There was stillness and moonlight when Kurt reappeared in an open field not far from the main camp. He had overestimated the height, and they fell about five feet to soft earth. Kurt landed like a cat, swinging Sarah into his arms. Seán, still gagging from the effects of the jump, rolled inelegantly on the ground, then scrambled to his feet.

Kurt thought that it was his knees trembling before he noticed a rapidly forming indentation in the earth. The field was caving in, and the cavity filling with muddy water - the walls of the river had been breached far underground. He hauled Seán to his feet, and ran towards the camp to warn the people there.

It took several hours for the river to turn the campsite into a marshy, uninhabitable swamp filled with sinkholes. Kurt and Seán, together with a mannish, one-eyed woman, had herded the people along to higher ground. From a hill, the three of them watched the main pavilion crumple and sink into the mud.

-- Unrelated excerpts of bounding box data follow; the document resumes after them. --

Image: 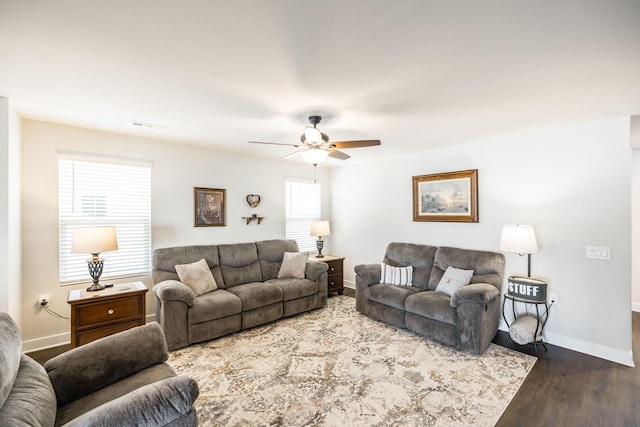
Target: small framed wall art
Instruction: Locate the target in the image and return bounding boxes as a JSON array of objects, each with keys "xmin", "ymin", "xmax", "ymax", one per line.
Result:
[
  {"xmin": 193, "ymin": 187, "xmax": 226, "ymax": 227},
  {"xmin": 413, "ymin": 169, "xmax": 478, "ymax": 222}
]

"I hope those bastards drown in mud, I've heard that it is slower than water." Callisto, the one-eyed woman, had been incensed to hear of Tomasina's death, and of the harm planned to the people who had gathered here in good faith. She cradled Sarah, asleep, on her knee. "I know some places where we can regroup, be safe, find out what was done to the children."

Seán was tipping muddy water out of his boots. "Where to now, my friend? Back to telling fortunes and swindling farmers' wives?"

Kurt folded the velvet cloth that had been his blindfold, and tucked it away in his pocket. He hoped, though he did not say, that the Frenchman had found a way to survive. "If you would agree to be my kind chaperone, I had thought that we could find Logan, see if Piotr wishes to see some of the countryside besides the docks. We could seek out Ororo, see that she is well." He smiled at Seán's surprised expression. "Well, we have done so much good here tonight, Seán. I think perhaps I may have a talent for such things."